Dans ce roman, j’ai découvert Thierry, Raphaël et Ludovic : trois hommes, trois frères, trois trajectoires qui n’ont en commun que les cicatrices d’une même histoire. Orphelins de père depuis plus de vingt ans, ils doivent désormais affronter la disparition de leur mère, Colette. Femme secrète, taiseuse, elle a construit sa famille selon des règles singulières qui laisse aujourd'hui une trace indélébile.
À mesure que les révélations se succèdent (des vérités enfouies, des choix discutables), les frères comprennent enfin l’origine de leurs comportements, de leurs failles, de ce mal‑être qui les accompagne depuis l’enfance. Différents, parfois opposés, ils apprennent à s’apprivoiser, pour la première fois, avec un vrai intérêt. Et si Colette paraît terrible, ses décisions ne sont peut‑être pas les seules responsables : d’autres ombres, plus anciennes, semblent avoir façonné cette famille bien avant eux. Les personnages sont plutôt attachants.
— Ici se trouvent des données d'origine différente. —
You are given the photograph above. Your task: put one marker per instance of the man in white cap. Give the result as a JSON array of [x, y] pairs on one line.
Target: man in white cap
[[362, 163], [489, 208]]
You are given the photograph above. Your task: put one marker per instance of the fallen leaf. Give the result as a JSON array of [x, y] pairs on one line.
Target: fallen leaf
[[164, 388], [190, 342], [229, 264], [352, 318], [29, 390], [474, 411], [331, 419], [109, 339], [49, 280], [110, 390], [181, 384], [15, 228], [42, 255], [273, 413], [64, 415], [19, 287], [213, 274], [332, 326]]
Insidieuse, l’intrigue remonte le fil de l’enfance des trois frères, dévoilant des moments charnières qui ont façonné leurs blessures. Dès les premières pages, j’ai senti la famille comme une cocotte‑minute prête à exploser, et cette déflagration survient avec la mort de Colette. Sa disparition agit comme un déclencheur : avec discrétion et méfiance, chacun avance à son rythme, fouille le passé et découvrent des révélations troublantes. En confrontant leurs trouvailles, ils réalisent que leurs préjugés mutuels ne sont que le reflet d’une même construction maternelle, et qu’ils n’avaient jamais vraiment appris à communiquer. Peu à peu, la confiance s’installe, les barrières tombent, et leurs vérités se rejoignent. Le dénouement apporte les réponses à toutes les questions.
Globalement, ce roman repose sur un scénario intéressant - et les notes de l’auteure, qui éclairent sa démarche, le rendent encore plus captivant. Toutefois, j’ai trouvé l’écriture parfois poussive et trop répétitive (expressions, comparaisons) ce qui rend l’ensemble un peu trop scolaire. J’ai également été déstabilisée par la narration à la première personne : chaque chapitre adopte le point de vue d’un frère, mais sans l’indiquer clairement, si bien qu’il m’a souvent fallu plusieurs phrases pour comprendre qui s’exprimait, ce qui crée une légère frustration.
Malgré cela, j’ai apprécié saisir peu à peu le fonctionnement de cette famille et les secrets qui la traversent, car ils donnent une vraie profondeur au récit. Plutôt plaisante, la plume de Diane Saulnier est facile à lire.